A Procuradoria-Geral da República (PGR) fez um pedido formal nesta terça-feira (10) para que os oito réus, entre eles dois deputados do Partido Liberal (PL), sejam condenados por uma série de crimes relacionados a um suposto esquema de desvio de verbas de emendas parlamentares destinadas a um município no estado do Maranhão.
Os deputados federais envolvidos são Josimar Cunha Rodrigues, conhecido popularmente como Josimar Maranhãozinho, e Gildenemir de Lima Sousa, o Pastor Gil. Além deles, figura também o ex-deputado João Bosco da Costa, mais conhecido como Bosco Costa.
Os três enfrentam acusações de corrupção passiva e formação de organização criminosa.

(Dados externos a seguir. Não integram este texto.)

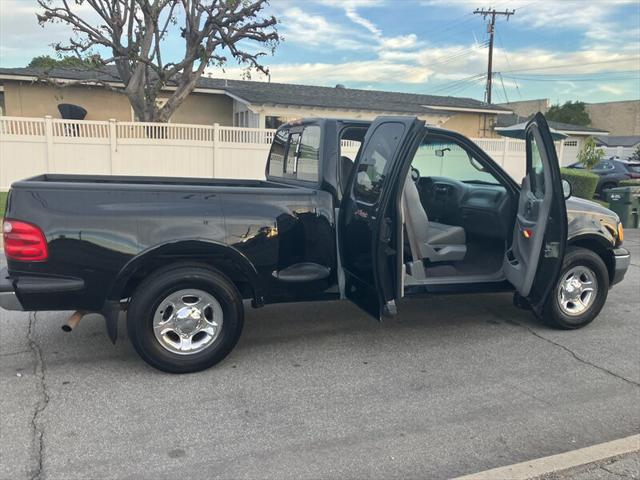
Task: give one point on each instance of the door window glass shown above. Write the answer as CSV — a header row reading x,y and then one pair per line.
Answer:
x,y
278,150
376,161
291,160
296,155
443,157
308,154
537,167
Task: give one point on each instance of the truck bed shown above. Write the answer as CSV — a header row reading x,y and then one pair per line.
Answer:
x,y
121,181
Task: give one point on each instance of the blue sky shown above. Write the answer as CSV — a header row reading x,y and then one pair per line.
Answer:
x,y
585,50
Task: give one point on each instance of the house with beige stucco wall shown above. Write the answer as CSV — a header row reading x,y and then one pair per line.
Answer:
x,y
238,102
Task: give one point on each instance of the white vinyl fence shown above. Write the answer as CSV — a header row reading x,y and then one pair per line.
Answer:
x,y
33,146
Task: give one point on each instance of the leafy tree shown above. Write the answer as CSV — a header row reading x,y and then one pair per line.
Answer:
x,y
589,155
66,61
136,32
571,112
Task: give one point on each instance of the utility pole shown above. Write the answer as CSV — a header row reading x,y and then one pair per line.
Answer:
x,y
491,29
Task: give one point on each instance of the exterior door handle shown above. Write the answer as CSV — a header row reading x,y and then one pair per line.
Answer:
x,y
385,235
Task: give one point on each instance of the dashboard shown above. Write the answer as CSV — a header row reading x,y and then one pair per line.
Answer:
x,y
480,208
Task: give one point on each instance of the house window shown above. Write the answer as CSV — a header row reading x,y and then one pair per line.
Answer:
x,y
241,119
271,121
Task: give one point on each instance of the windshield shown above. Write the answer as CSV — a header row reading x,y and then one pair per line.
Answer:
x,y
445,158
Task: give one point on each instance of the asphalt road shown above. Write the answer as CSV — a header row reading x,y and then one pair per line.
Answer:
x,y
457,385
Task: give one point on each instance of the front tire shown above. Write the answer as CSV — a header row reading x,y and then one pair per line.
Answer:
x,y
185,318
580,292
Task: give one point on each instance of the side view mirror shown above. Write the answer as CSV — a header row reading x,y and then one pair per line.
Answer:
x,y
566,189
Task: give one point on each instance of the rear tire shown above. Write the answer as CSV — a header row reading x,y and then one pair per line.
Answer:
x,y
580,292
185,318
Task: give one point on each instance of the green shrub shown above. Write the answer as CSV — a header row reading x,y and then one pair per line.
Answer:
x,y
634,182
583,183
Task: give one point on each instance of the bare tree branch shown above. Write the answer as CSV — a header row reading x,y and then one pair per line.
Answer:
x,y
135,32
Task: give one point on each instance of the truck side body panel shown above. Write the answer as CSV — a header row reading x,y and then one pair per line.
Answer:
x,y
94,229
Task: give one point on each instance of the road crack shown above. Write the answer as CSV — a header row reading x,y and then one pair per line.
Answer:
x,y
621,475
37,429
566,349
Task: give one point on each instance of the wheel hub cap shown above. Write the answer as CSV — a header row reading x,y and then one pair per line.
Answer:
x,y
187,321
577,290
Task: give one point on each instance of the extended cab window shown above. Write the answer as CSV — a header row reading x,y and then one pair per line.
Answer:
x,y
295,155
376,158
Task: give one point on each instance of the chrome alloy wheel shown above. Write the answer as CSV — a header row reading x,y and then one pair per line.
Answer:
x,y
577,290
188,321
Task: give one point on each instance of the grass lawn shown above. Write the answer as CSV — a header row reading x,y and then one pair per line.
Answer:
x,y
3,201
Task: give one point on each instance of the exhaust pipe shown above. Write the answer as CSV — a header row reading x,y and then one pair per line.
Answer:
x,y
73,321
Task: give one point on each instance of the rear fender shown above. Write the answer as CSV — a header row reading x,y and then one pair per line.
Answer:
x,y
198,250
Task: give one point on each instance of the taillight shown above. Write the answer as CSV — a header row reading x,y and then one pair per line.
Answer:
x,y
24,242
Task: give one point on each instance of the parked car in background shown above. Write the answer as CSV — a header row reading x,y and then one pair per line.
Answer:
x,y
611,171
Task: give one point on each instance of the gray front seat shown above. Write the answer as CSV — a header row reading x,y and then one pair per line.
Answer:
x,y
433,241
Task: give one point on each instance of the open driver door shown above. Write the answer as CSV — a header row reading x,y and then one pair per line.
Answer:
x,y
370,223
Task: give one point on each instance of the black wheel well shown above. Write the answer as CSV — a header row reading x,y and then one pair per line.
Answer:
x,y
599,248
219,263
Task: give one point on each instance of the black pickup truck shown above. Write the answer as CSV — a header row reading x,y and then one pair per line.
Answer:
x,y
417,210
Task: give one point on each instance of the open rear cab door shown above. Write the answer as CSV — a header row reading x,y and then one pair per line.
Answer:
x,y
370,223
533,262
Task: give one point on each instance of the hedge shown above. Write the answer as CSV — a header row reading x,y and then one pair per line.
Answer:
x,y
583,183
634,182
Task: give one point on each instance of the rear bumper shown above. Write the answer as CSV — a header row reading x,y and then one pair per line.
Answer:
x,y
8,298
622,260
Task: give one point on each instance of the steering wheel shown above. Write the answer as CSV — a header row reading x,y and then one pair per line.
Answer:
x,y
415,174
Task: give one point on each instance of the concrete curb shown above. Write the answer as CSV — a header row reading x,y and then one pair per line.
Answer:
x,y
556,463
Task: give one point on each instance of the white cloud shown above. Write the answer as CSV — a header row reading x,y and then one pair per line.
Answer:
x,y
611,89
400,42
309,30
332,73
363,22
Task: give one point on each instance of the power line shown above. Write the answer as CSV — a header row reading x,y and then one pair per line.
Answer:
x,y
454,85
506,57
553,67
564,79
491,28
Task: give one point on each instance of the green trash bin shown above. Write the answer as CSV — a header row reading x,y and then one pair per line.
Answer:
x,y
625,201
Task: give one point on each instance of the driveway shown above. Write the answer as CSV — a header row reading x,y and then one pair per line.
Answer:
x,y
457,385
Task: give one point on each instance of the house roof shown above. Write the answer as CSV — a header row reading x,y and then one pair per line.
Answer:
x,y
567,128
267,93
619,141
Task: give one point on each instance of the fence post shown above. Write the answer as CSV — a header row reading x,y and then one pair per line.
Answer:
x,y
113,143
48,135
216,139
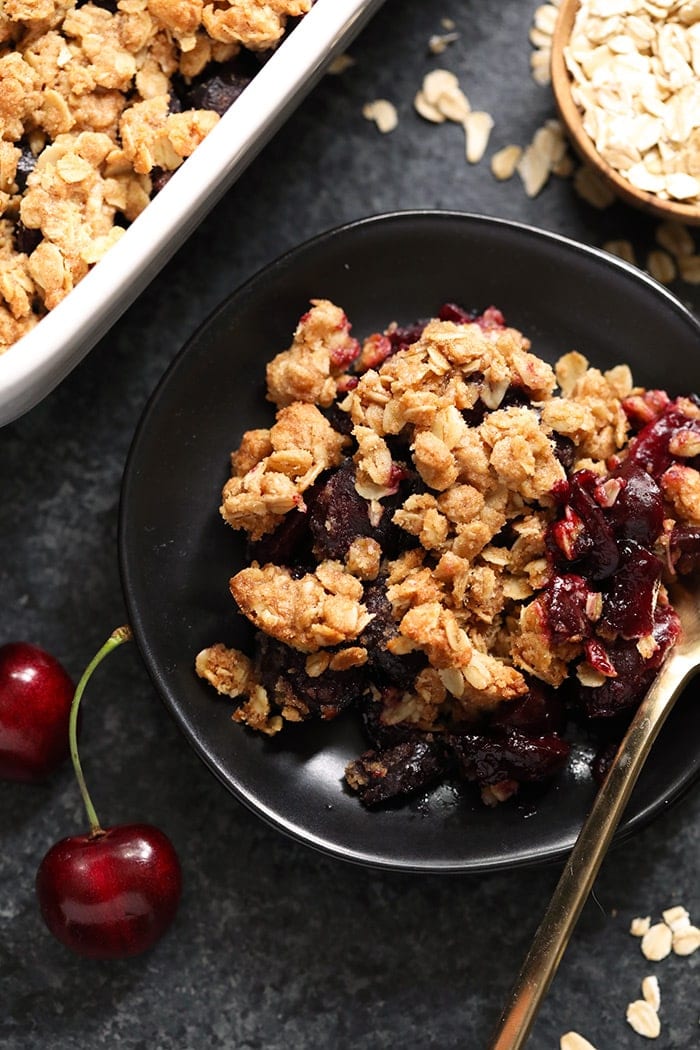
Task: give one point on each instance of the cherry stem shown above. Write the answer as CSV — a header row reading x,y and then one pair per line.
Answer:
x,y
115,638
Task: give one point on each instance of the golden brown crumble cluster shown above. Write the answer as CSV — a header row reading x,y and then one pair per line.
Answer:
x,y
85,91
461,597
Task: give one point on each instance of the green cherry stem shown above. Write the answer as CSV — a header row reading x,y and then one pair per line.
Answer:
x,y
115,638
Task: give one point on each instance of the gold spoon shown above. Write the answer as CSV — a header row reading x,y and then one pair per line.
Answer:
x,y
581,867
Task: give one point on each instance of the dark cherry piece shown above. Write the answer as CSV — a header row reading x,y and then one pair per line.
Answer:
x,y
379,776
35,706
539,712
283,674
511,756
112,893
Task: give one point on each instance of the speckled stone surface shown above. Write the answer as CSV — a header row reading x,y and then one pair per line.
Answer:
x,y
275,946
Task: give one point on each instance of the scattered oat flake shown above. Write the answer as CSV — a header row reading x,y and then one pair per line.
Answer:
x,y
440,42
541,62
677,918
656,942
686,941
505,162
427,110
340,64
640,925
382,112
661,267
643,1019
572,1041
623,250
565,167
650,989
478,128
439,82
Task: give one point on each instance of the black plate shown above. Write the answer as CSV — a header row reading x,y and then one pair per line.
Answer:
x,y
176,554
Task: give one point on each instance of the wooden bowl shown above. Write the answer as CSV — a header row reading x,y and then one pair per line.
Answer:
x,y
572,120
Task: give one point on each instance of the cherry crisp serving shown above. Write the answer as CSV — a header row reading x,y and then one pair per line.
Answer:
x,y
462,544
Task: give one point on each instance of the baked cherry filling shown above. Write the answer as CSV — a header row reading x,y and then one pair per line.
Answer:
x,y
472,565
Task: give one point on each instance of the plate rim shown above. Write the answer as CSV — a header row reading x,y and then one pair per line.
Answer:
x,y
528,859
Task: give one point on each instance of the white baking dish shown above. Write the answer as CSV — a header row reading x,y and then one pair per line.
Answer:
x,y
41,359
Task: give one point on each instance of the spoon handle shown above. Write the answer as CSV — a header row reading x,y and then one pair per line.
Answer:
x,y
581,867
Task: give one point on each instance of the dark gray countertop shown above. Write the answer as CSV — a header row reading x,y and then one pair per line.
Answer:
x,y
276,946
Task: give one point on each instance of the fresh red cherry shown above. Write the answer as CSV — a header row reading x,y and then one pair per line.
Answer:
x,y
35,705
114,891
110,894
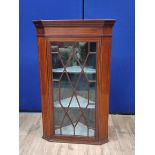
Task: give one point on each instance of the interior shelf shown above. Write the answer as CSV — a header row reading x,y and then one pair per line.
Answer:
x,y
75,69
80,129
74,104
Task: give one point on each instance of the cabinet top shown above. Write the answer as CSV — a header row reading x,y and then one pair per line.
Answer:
x,y
74,23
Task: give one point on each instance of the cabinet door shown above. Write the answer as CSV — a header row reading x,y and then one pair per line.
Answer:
x,y
73,70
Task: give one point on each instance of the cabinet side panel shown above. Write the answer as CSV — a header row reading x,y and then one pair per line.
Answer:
x,y
44,86
103,88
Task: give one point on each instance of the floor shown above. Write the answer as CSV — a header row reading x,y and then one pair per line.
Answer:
x,y
121,138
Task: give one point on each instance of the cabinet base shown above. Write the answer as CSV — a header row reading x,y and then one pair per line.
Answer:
x,y
100,142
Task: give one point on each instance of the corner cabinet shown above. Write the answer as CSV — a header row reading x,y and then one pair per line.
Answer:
x,y
74,61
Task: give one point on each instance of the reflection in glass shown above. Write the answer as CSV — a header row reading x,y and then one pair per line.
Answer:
x,y
74,79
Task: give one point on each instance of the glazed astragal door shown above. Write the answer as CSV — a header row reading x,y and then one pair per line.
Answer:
x,y
74,88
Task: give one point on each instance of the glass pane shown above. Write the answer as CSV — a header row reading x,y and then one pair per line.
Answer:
x,y
74,75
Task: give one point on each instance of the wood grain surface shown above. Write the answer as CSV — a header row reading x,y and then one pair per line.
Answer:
x,y
121,138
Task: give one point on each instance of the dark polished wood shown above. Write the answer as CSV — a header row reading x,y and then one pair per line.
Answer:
x,y
99,31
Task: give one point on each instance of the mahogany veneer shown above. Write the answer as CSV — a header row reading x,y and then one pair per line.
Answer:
x,y
75,38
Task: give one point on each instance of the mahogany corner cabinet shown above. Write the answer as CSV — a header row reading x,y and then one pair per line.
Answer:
x,y
74,60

De acordo com as alegações apresentadas pela PGR, teriam solicitado propina para liberar emendas destinadas à cidade de São José de Ribamar.
Outros réus no caso, como Thalles Andrade Costa, João Batista Magalhães, Adones Gomes Martins, Abraão Nunes Martins Neto e Antônio José Silva Rocha, são acusados de exigir do então prefeito José Eudes Sampaio, em 2020, uma porcentagem de 25% dos mais de R$ 6,6 milhões em emendas, totalizando mais de R$ 1,5 milhão em propina.
Durante os procedimentos judiciais, o subprocurador-geral da República, Paulo Vasconcelos Jacobina, apresentou gravações obtidas pela Polícia Federal que evidenciam tentativas do Pastor Gil de se reunir com o prefeito da época.
O ex-prefeito, por sua vez, havia formalizado uma denúncia, relatando que estava sendo alvo de cobranças e intimidações por parte dos integrantes do grupo investigado.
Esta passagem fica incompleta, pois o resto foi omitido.